There were two groups of Ruby-Crowned Kinglets. It gave me a good opportunity to look for the dark bar behind the second white wing bar. It was something I had not paid close attention to until I was trying to differentiate a Hutton’s Vireo from a Ruby-crowned Kinglet while in Arizona.

A couple of Robins popped in and out of the trees along the trail.

After circling back to the picnic area, most of the group decided to call it a day. Two car-loads decided to bird up the trail on the other side of the picnic area. It proved to be a good decision.

Almost immediately the squeaky call of a Pygmy Nuthatch attracted our attention. Then, a White-breasted Nuthatch flew in. A Mountain Chickadee called nearby.

A male Red-naped Sapsucker landed and began to work the trees on the right side of the trail, while a Hairy Woodpecker kept busy on the left.

“Look at the Raven sitting on the picnic table,” Robert motioned. “From this angle it looks as big as a Red-tailed Hawk.”

Then another woodpecker flew in. “It has a back like a ladder-back, but it is larger,” I relayed.

“Does it have a brown head?” Rebecca asked. “It may be a Williamson’s Sapsucker.”

The bird never landed anywhere long, but as it flew near where I stood, I could see its head briefly. “Yes, it is a tannish color, much like a Gila Woodpecker,” I reported.

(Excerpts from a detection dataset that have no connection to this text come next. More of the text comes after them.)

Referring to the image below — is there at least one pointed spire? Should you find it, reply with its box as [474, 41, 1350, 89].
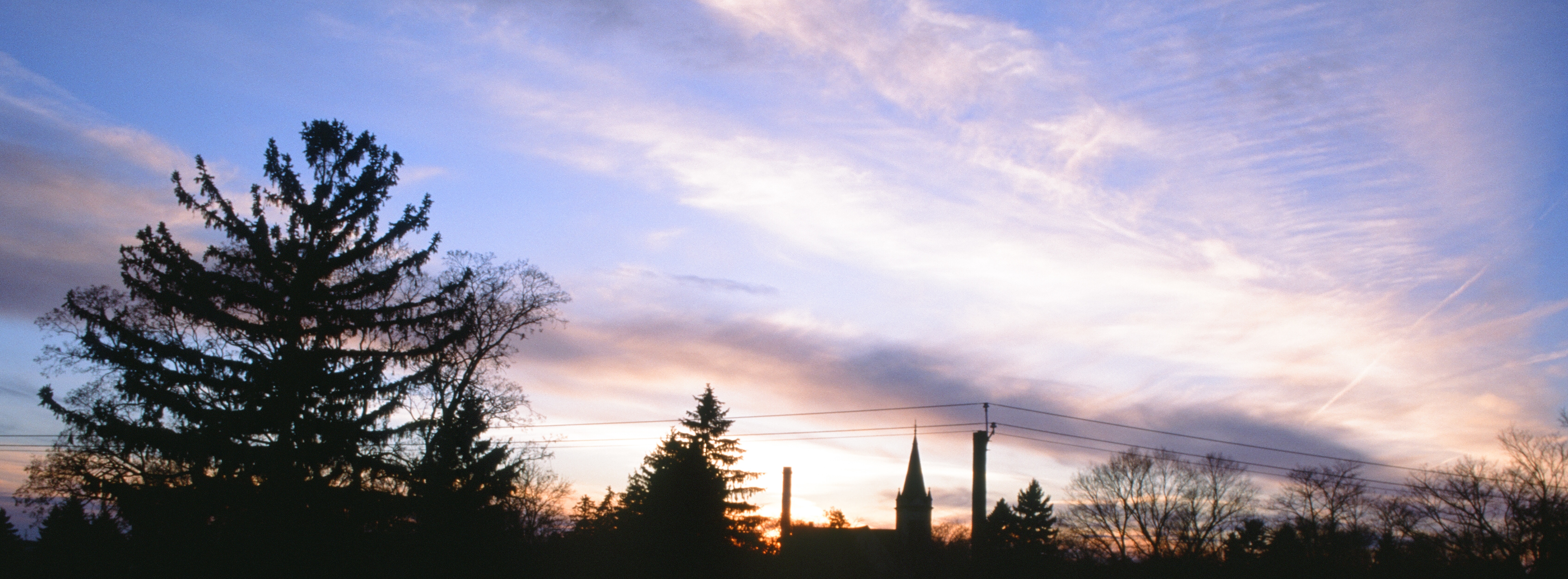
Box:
[903, 435, 925, 496]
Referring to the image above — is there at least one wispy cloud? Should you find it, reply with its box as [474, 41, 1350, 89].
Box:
[395, 2, 1568, 449]
[0, 53, 193, 318]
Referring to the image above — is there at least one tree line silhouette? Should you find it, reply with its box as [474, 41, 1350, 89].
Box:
[9, 121, 1568, 577]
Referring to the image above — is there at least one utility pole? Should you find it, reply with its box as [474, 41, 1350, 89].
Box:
[969, 402, 994, 563]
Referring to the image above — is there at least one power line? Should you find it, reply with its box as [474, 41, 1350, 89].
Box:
[993, 403, 1446, 474]
[527, 422, 985, 446]
[997, 424, 1410, 493]
[514, 402, 983, 428]
[550, 422, 978, 449]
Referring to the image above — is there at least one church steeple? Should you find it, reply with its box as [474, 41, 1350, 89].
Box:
[897, 438, 931, 544]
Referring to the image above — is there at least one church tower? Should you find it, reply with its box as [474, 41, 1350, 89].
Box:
[897, 438, 931, 546]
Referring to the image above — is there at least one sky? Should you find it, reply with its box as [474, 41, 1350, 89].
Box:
[0, 0, 1568, 527]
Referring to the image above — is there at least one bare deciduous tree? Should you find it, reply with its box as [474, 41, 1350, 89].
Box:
[1068, 449, 1258, 560]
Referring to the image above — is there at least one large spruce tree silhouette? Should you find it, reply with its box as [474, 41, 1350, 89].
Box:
[622, 386, 760, 577]
[39, 121, 469, 576]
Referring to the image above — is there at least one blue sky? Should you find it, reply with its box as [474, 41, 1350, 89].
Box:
[0, 0, 1568, 524]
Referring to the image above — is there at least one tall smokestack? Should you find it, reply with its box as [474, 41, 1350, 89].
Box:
[779, 466, 793, 541]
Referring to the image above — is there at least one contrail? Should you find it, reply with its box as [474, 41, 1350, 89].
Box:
[1306, 264, 1486, 422]
[1306, 192, 1568, 422]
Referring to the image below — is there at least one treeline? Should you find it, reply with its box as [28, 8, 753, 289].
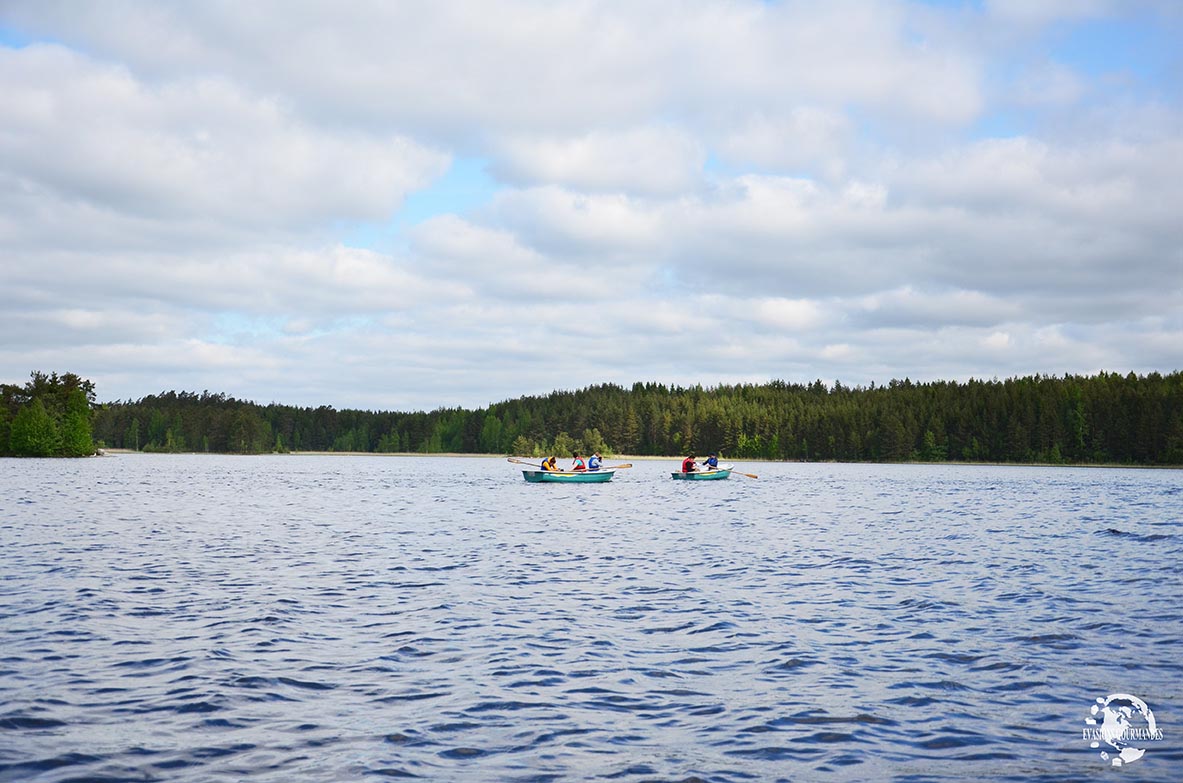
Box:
[95, 373, 1183, 465]
[0, 373, 95, 457]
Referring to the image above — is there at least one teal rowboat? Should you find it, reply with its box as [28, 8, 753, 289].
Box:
[522, 467, 616, 484]
[670, 467, 731, 481]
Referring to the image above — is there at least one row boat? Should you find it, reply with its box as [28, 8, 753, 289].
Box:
[522, 467, 616, 484]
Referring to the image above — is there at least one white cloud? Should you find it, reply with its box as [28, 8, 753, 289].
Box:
[496, 128, 705, 195]
[0, 46, 447, 231]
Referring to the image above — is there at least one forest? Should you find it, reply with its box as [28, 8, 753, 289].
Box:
[71, 371, 1183, 465]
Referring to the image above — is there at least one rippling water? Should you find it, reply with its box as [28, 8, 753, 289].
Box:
[0, 455, 1183, 782]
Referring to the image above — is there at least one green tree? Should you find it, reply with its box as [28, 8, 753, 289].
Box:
[8, 397, 62, 457]
[62, 389, 95, 457]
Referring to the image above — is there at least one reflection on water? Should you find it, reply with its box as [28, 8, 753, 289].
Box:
[0, 455, 1183, 782]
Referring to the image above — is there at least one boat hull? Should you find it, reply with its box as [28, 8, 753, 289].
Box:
[670, 468, 731, 481]
[522, 470, 616, 484]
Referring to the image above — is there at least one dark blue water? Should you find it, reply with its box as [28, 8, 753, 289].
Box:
[0, 455, 1183, 782]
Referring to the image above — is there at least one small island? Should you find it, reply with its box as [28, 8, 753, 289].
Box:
[0, 371, 96, 457]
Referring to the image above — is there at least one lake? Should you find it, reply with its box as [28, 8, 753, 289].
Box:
[0, 454, 1183, 783]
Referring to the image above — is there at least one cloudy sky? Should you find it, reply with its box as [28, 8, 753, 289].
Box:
[0, 0, 1183, 410]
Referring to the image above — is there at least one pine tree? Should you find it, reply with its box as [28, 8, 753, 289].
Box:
[8, 397, 62, 457]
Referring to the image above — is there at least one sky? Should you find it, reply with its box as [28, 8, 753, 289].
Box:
[0, 0, 1183, 410]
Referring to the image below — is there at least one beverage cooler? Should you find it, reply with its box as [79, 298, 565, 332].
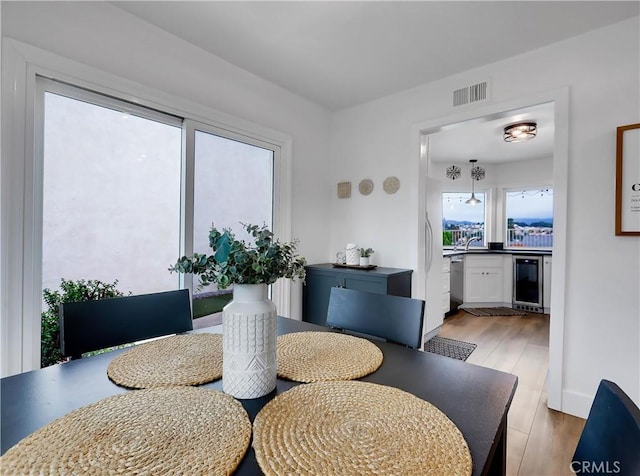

We followed it as it moved from tree to tree, usually quickly working its way to the back of a trunk. Finally, it flew in where we could get a good look and see the head and yellow patch on its upper breast. A definitive Williamson’s Sapsucker ID.

While the morning ended with a list only in the 20’s, the group concluded that we had seen a great variety of birds we don’t see often.